Gengzigang / PCT

This is an official implementation of our CVPR 2023 paper "Human Pose as Compositional Tokens" (https://arxiv.org/pdf/2303.11638.pdf)
MIT License
332 stars 21 forks source link

Tokens to be integers #38

Open Tommy-Hsu opened 5 months ago

Tommy-Hsu commented 5 months ago

Hello, I would like to ask about the meaning of tokens being integers. I noticed that the final forward pass to the tokenizer involves the cls_logits_softmax tensor, and it directly performs a matrix multiplication with the codebook. However, these operations are all in floating-point. So, what does it mean for tokens to be integers in classifier stage?

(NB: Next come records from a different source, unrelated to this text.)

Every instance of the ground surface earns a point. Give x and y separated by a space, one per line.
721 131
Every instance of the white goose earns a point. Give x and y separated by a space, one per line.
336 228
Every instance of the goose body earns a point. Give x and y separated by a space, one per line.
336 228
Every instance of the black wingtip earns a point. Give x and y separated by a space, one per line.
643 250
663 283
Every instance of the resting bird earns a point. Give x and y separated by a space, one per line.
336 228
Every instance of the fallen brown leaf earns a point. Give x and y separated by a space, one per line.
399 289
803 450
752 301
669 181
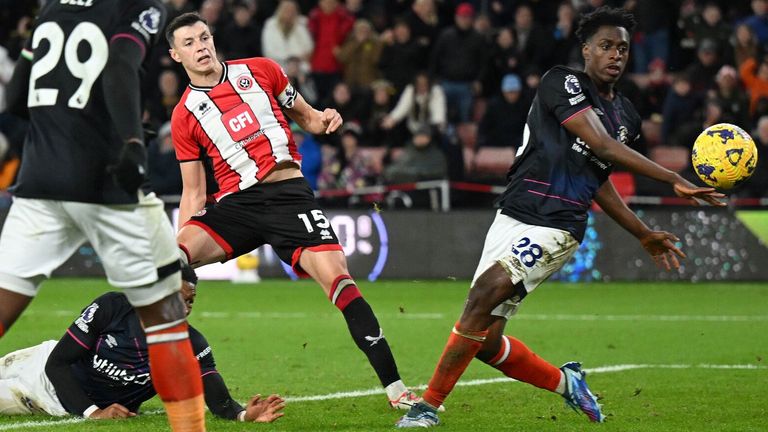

ndsl555 commented 5 months ago

I'd like to know too

KunmingS commented 4 months ago

Seems like the integer token only happens when stage I training. I think is the variable encoding_indices is this line: https://github.com/Gengzigang/PCT/blob/main/models/pct_tokenizer.py#L142

Tommy-Hsu commented 4 months ago

Seems like the integer token only happens when stage I training. I think is the variable encoding_indices is this line: https://github.com/Gengzigang/PCT/blob/main/models/pct_tokenizer.py#L142

That's true. In stage 1, the encoding_indices would be integers but not in stage 2.

Tommy-Hsu commented 4 months ago

image

Figure 1 is quite confusing to me. In the reference stage, the class head output should be logits, and the codebook context is composed of floating-point data. However, this image shows that both are composed of integers, which is what I find puzzling.